Metasearch Survey Among RLG Members
Objective: This survey had
three goals: To determine how RLG members are using metasearching; to
learn more about their expectations for these searches; to use this
information to help make RLG databases good metasearch targets.
Overview: In May-June 2005
we surveyed a representative cross-section of RLG member institutions.
Most respondents were enthusiastic about metasearch. Although their
definitions of it varied, most tended to focus on undergraduate
students, use of a simple search box, and full-text resources in the
results. (Metasearches allow users to search across multiple catalogs,
search engines, and commercial databases. Frequently, these searches
merge and de-duplicate results and unify access to a variety of
information resources.)
The survey report includes:
- What do institutions and users expect from
metasearch?
- How are these members implementing metasearch now?
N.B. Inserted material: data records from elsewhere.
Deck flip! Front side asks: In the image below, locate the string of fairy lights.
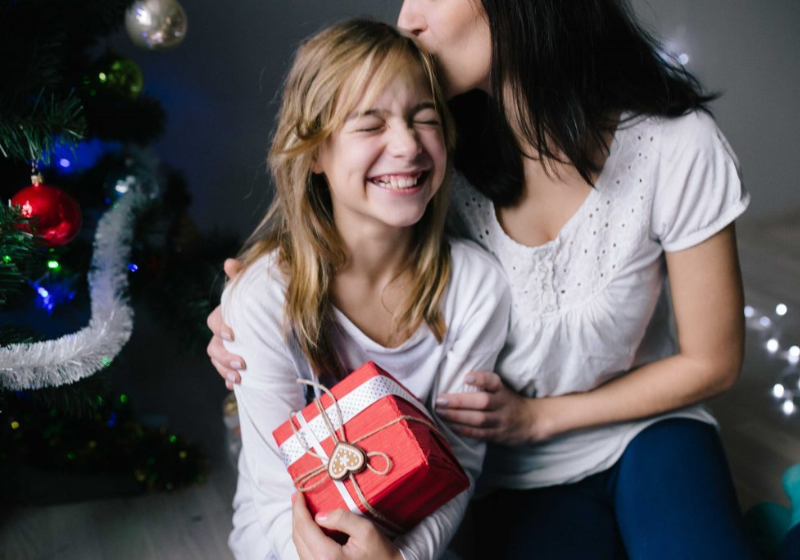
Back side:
[744,303,800,416]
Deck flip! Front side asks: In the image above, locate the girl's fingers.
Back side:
[465,371,503,393]
[436,392,497,411]
[315,509,375,541]
[436,408,499,428]
[292,492,339,558]
[450,424,495,441]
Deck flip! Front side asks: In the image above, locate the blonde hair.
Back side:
[234,19,455,379]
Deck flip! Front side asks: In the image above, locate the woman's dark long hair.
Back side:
[451,0,716,206]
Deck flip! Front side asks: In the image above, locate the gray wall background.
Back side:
[113,0,800,236]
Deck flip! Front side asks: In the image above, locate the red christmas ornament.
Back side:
[11,174,82,247]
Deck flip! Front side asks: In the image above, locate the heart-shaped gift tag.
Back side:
[328,441,367,480]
- Do current implementations meet expectations?
- Can we quantify the likely spread of various tools
for types
of information?
- What might make existing metasearch implementations
moot?
Survey report
In May and June 2005, RLG conducted an informal survey
in order to learn more about our members' expectations and experiences
of metasearch. RLG staff conducted guided discussions with ten
institutions drawn from RLG's members. The selected respondents
represented a mix of institutional types, metasearch tools, and
services targeted. At the time, five described their metasearch
implementations as in production, and five described them as tests;
since then, one has moved from test to production.
This sample provides only a limited basis for
generalization. (MetaLib may be underrepresented relative to its
adoption by our members and customers. In addition we did not talk with
faculty, graduate, or undergraduate students, the intended
beneficiaries of metasearch.) Nevertheless, these discussions did give
us a valuable view of members' concerns, and will help guide our
choices about how to design and develop RLG services. We hope they will
be of interest to others.
We set out to answer these questions:
- What are institutions and users expecting from a
metasearch capability?
- How are they implementing it now?
- Are the current implementations fulfilling their
expectations?
- Can we quantify the likely spread of various tools
within our user base by users of different types of
service—bibliographic, citation, digital?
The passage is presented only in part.